Nodding, Caleb continues grimly. “Organized and vicious.”

Each word fits them to a T, and Riggs, Onyx, and I know better than anyone in this room how rabid they can be. Pacing the security room of Silas’s office building, I take in all the information. Caleb’s team, Zeke, Quinten, and another man named Rhodes, were called in to help. The three men sit silently watching the feed. The room we are in marvels at anything that Riggs has. Riggs’s eyes are glowing at all the technology. I stare at the leader. He’s older, but there’s something about him that reminds me of Riggs’s father, calm, collected, but sees it all.

With Riggs’s help, Caleb Edwards was able to download the feed for our cameras. The person who took the women was aware of the cameras. They parked the nondescript black van, with tinted windows, out of range. Their faces were covered in ski masks, and they wore gloves. My rage burned when Iwatched the two other women walk into the back lot carrying boxes. The woman with the colored hair fought, kicking at one of the men, until she eventually stuck her with something in a needle. She went down almost immediately. Proforal.

“Jesus Christ. What is that?” Sophia whispers, watching the screen. She, along with Dru, Jacqueline, and Meela, crowded their way into the room, ignoring any protests about their presence. Sophia’s pissed shout still rings in my ear. “You can fuck off with that patriarchy. She’s my sister-in-law and our friend.” Jacqueline isn’t far behind when Riggs frowns at her. “I’m not leaving. That’s my baby cousin.”

Onyx answers, gritting his teeth. “Propofol. It’s an anesthetic. It can induce a sleep-like state, but it’s not natural sleep.”

Meela’s tremulous voice comes in. “Will she be alright?”

I don’t answer because the truth is I don’t know how much they gave her. I use it to incapacitate my victims, but if not done correctly, it can cause respiratory issues like decreased breathing rate, shallow breathing, and even a complete stop of breathing. It can also be fatal, especially when a person is given excessive doses.Fuck. I lean into the feed and watch as they hit the other woman, the youngest, it would seem, over the head, and she drops to the ground. They roughly tie her hands and feet, gagging her before roughly putting her in the back.

Minutes later, Cam appears and pushes everyone out of the way. Watching her, recognizing her fear, my blood pumps faster. She runs, but the biggest man catches her. My fingernails squeeze painfully into my palm, watching him slam her into the wall. She pushes back at him. Her screams and cries for help echo in the small room. His ragged breathing and the virulent way he calls her a whore mark him for pain. He tries to use the same injection on her, but her struggles make it difficult, and he drops the needle. His attempts to subdue her are not going well, and I’m proud of my woman. He must realize how close she isto getting away because he uses a meaty fist to punch her in the side of the head. She crumples in his arms, her head lolling to the side. That one hit, and his fate became death. A slow, painful death. I memorize everything about him, down to the tattoo on his wrist. I’m going to punch him until I break every bone in his body, then gut him, leaving his viscera for the fucking birds of prey on my land.

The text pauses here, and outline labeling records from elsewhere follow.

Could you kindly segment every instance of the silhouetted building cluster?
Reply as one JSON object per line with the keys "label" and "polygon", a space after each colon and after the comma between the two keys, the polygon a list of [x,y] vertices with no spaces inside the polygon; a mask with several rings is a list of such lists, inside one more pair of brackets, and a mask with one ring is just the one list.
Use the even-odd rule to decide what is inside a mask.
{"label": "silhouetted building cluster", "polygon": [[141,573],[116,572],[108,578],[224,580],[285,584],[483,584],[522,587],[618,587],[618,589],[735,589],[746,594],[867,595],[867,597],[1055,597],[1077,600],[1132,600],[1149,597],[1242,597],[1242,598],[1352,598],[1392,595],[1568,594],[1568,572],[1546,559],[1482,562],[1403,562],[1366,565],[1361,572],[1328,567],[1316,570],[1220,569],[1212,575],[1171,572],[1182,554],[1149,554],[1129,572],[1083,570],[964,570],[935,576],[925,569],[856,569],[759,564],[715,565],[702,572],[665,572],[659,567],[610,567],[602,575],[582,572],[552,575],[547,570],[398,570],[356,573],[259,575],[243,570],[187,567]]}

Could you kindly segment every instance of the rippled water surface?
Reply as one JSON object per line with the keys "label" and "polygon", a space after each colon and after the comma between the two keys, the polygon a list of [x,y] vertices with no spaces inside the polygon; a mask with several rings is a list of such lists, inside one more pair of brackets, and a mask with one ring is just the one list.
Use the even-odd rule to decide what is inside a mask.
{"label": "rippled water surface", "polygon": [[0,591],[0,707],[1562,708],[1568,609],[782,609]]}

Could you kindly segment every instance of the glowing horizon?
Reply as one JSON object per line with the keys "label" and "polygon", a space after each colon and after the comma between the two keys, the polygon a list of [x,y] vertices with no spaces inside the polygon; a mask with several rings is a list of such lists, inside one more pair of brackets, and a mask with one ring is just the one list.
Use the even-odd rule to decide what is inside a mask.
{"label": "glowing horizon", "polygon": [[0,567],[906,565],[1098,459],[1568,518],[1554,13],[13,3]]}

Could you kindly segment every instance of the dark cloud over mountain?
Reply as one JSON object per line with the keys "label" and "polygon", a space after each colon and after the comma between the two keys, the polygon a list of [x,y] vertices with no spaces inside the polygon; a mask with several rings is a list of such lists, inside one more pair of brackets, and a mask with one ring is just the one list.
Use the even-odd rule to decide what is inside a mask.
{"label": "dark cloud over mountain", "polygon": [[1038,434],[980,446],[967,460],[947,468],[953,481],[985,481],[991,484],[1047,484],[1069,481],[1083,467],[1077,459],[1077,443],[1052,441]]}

As Camryn falls, I watch how he takes her hand and cuts it down the center. She doesn’t move, despite the cut on her palm. He pulls out the letter I found stabbed into the wooden door, confirmation that the blood is hers. He picks her up and tosses her inside the dark back.

They back out, but the assholes don’t see the additional camera. A grainy license plate appears. Edwards pauses the feed, his fingers flying across the keyboard. The image recalibrates, becoming larger and sharper. Jace reads it. “FVG-567. Can we trace it?”

Rhodes nods and moves to another screen. Seconds tick until he harshly says, “It’s registered to MZS LLC. The address comes back to a warehouse in Brooklyn. Also owned by MZS LLC.” Riggs and I both look at each other, knowing what the MZS stands for. It’s the graffiti tags that we see all around NYC when the young recruits join the Mestizos.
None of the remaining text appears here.